Flooding has impacted many business across Queensland and New South Wales in recent weeks, with much of the NSW Northern Rivers regions, including Husk Distillery, heavily affected.
The distillery is on the Tweed River floodplain, and while many locals are used to flooding, this year’s water went much higher than previous historic floods, sending homes and businesses underwater.
For the team at Husk, the good news is everyone is OK, and now the clean-up is underway with lots of volunteers from the local communities helping out.

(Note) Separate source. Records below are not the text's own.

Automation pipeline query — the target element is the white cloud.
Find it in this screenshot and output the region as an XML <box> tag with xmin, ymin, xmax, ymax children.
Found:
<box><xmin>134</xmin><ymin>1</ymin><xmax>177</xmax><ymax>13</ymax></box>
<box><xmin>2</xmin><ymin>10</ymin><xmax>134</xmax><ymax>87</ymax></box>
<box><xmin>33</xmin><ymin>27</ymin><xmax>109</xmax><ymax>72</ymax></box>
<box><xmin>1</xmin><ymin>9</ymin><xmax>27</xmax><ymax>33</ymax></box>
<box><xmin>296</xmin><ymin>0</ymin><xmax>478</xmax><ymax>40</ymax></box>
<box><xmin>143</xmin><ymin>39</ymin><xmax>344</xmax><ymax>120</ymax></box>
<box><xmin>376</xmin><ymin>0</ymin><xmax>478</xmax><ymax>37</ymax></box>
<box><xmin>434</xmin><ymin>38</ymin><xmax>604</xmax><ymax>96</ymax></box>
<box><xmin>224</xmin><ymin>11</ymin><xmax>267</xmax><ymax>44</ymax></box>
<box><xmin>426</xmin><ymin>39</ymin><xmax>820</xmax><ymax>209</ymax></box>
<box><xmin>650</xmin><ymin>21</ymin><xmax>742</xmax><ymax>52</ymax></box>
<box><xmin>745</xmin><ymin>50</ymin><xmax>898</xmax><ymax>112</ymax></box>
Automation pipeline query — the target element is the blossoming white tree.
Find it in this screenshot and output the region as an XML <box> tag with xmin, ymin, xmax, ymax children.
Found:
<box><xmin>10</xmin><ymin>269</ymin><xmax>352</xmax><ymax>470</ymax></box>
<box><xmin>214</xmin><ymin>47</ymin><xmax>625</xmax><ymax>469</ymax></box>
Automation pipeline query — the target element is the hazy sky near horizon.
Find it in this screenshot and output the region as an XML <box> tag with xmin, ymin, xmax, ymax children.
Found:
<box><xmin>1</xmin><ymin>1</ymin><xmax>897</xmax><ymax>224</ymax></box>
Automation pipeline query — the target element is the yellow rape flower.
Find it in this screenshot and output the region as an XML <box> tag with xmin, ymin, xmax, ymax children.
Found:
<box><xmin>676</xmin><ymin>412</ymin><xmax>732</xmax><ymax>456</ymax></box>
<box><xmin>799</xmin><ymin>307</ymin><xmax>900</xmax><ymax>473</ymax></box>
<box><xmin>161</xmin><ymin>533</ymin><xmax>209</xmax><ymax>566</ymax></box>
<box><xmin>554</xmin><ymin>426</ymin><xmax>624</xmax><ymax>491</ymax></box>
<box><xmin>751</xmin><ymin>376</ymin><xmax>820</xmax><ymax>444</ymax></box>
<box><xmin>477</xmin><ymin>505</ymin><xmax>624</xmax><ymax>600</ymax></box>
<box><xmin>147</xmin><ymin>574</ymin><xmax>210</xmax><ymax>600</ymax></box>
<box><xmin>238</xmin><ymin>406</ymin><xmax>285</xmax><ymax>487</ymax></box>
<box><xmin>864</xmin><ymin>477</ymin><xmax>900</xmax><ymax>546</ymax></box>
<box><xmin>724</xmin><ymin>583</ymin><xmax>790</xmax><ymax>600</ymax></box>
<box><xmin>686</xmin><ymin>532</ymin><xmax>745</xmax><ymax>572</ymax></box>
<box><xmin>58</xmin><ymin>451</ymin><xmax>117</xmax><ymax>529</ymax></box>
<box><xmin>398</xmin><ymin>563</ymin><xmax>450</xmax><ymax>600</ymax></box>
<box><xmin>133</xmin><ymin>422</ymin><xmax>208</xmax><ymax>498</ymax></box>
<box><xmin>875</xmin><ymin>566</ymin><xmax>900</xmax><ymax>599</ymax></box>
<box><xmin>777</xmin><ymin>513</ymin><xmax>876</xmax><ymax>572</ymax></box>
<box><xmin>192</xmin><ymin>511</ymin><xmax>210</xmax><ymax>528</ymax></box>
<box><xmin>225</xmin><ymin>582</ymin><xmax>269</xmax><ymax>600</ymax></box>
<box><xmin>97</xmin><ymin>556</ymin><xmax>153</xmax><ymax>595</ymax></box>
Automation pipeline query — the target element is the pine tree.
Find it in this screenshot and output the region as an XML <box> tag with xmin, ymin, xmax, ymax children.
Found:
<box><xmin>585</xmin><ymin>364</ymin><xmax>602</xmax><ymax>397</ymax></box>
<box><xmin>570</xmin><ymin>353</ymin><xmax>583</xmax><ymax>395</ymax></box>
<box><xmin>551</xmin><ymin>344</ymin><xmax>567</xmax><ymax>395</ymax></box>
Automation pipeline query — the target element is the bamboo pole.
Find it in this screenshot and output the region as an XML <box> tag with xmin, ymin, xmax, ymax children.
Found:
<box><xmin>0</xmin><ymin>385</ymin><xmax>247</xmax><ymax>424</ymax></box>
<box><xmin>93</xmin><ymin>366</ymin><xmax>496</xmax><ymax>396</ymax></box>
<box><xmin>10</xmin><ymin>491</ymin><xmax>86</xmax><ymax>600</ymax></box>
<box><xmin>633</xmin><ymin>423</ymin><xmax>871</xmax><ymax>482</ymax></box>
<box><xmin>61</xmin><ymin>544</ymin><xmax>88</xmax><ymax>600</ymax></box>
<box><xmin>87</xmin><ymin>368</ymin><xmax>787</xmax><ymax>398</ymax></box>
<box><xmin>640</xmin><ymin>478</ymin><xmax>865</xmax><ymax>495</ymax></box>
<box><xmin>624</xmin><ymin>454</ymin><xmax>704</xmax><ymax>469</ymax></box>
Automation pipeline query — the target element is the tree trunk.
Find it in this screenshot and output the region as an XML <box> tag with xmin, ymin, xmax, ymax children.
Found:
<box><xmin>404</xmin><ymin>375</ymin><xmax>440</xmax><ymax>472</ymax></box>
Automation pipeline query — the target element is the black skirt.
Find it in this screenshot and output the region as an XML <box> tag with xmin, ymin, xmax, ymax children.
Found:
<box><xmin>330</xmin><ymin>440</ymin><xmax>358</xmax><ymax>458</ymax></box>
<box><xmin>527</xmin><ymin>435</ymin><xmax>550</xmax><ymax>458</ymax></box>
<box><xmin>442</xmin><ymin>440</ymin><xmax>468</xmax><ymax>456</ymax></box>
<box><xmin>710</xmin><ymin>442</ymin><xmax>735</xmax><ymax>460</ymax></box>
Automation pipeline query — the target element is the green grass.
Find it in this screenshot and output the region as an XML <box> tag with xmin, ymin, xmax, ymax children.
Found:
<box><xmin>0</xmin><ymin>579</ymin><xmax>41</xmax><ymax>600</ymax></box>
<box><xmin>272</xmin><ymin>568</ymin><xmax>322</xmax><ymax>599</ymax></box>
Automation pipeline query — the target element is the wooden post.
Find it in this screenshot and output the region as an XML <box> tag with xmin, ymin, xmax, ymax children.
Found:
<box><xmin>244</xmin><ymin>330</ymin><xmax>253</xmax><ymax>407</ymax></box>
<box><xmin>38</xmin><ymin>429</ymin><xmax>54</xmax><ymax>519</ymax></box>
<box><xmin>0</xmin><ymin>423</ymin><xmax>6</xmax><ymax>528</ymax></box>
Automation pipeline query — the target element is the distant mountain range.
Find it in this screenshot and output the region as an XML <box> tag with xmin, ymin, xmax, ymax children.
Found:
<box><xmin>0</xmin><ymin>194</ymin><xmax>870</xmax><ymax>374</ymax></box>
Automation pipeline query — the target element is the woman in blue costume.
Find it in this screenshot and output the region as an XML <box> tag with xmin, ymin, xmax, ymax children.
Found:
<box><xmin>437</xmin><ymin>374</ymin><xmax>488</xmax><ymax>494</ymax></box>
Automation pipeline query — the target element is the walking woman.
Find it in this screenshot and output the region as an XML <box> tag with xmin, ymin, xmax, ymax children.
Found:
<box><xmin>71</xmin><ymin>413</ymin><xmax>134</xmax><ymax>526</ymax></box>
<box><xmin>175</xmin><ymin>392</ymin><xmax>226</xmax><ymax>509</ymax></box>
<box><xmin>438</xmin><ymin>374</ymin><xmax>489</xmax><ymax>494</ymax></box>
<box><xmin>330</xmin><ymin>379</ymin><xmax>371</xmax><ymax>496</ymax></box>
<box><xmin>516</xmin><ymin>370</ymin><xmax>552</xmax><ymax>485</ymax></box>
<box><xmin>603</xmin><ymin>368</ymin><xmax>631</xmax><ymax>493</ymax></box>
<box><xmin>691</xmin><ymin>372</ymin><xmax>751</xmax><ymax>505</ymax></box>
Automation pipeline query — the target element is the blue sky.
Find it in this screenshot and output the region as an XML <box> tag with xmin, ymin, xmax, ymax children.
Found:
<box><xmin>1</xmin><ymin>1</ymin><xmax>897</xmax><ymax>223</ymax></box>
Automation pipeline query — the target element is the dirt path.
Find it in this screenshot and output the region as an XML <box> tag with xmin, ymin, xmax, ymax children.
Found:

The team told The Shout that they started the clean-up by cutting paths in the mud to stop them slipping before going on to clean the floors ahead of working out what equipment needed replacing, including the farm tractor, equipment, and packaging.
Marketing and Hospitality GM Harriet Messenger said that at the height of the flood, she and her fiancé had to head to the Gold Coast to find stock feed for their cattle who usually eat the distillery waste. After finding seven bales of barley hay, they had to hop on a barge, driven by a local, over their paddocks of sugar cane and past the underwater distillery just to get the feed to the cattle.
The full clean-up for residents of the valley and for Husk themselves is going to be a lot longer than this initial two weeks. Especially for those families who have sadly lost everything in the floods and the team at Husk wants to shout out to all other affected businesses and residents in their local areas of the Tweed, Byron, Ballina, Lismore and beyond. They ask for good vibes to be sent out and want to let the Australian public know that there are plenty of charities they can donate to, that will help the people who have lost everything in these devastating floods.
The team at Husk now has the distillery reopened and Husk products are now available for trade through nocwholesale.com and for consumers through nipofcourage.com.